2. Executive Summary

  • Background & Motivation (Why):

    • Core Problem: Traditional recommender systems use a multi-stage "cascaded" architecture, which is inefficient and involves optimizing different objectives at each stage. Generative recommender systems like OneRec-V1 unify this into a single end-to-end sequence generation task. However, OneRec-V1 itself suffers from major bottlenecks.
    • Key Gaps in Prior Work (OneRec-V1):
      1. Computational Inefficiency: The standard encoder-decoder architecture used in OneRec-V1 is highly inefficient for recommendation. The encoder processes long user interaction histories, consuming the vast majority of computational resources (97.66%), while the decoder, which actually generates the recommendation, uses very little. This imbalance severely limits model scalability.
      2. Suboptimal Reinforcement Learning: OneRec-V1's RL phase relies on a separate "reward model" to provide feedback. This approach is inefficient (requires extra computation for scoring) and prone to "reward hacking," where the model learns to exploit flaws in the proxy reward model instead of genuinely improving user experience.
    • Innovation: OneRec-V2 introduces a novel, highly efficient architecture and a more direct RL framework. It shifts the paradigm from encoding-and-generating to a "lazy" generation process that only computes what is necessary for the next recommendation, and it aligns the model directly with real user satisfaction signals instead of a proxy model.
  • Main Contributions / Findings (What):

    1. Lazy Decoder-Only Architecture: A new transformer design that removes the encoder entirely.
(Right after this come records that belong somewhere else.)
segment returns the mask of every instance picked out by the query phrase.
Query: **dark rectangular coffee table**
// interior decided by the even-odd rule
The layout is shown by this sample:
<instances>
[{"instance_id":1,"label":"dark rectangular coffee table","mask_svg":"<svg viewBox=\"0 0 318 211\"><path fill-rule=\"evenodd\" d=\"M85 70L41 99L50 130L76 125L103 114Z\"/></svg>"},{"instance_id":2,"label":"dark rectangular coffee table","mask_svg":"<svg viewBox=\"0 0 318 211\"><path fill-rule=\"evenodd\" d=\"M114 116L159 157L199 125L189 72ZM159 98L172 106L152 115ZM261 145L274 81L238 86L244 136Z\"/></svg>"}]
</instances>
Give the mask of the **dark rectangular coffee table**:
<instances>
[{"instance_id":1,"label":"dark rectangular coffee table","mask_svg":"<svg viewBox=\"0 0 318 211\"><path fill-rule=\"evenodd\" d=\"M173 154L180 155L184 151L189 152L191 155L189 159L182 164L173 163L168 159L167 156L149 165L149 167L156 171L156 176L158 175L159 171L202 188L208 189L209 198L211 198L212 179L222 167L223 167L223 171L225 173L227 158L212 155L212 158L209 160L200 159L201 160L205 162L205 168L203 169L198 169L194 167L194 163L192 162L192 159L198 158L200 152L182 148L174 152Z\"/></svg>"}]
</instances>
User history (context) is pre-processed and fed directly into the decoder's cross-attention layers as static key-value pairs. This design dramatically reduces computational load by 94% and training resources by 90%, enabling the model to scale to 8 billion parameters under the same budget.
    2. Preference Alignment with Real-World User Interactions: A post-training framework that uses direct user feedback for RL. It includes:
      • Duration-Aware Reward Shaping: A method to create a more accurate user satisfaction signal by normalizing video watch time against the video's total duration, mitigating inherent duration bias.
      • Gradient-Bounded Policy Optimization (GBPO): A novel RL optimization algorithm that improves upon PPO/ECPO by using all training samples (no clipping) and bounding gradients to prevent instability, especially from negative samples.
    3. Significant Real-World Impact: Extensive A/B tests on the Kuaishou app (400 million daily active users) demonstrated that OneRec-V2 improved App Stay Time by 0.467% to 0.741% over OneRec-V1, without the common "seesaw effect" (improving one metric at the expense of another).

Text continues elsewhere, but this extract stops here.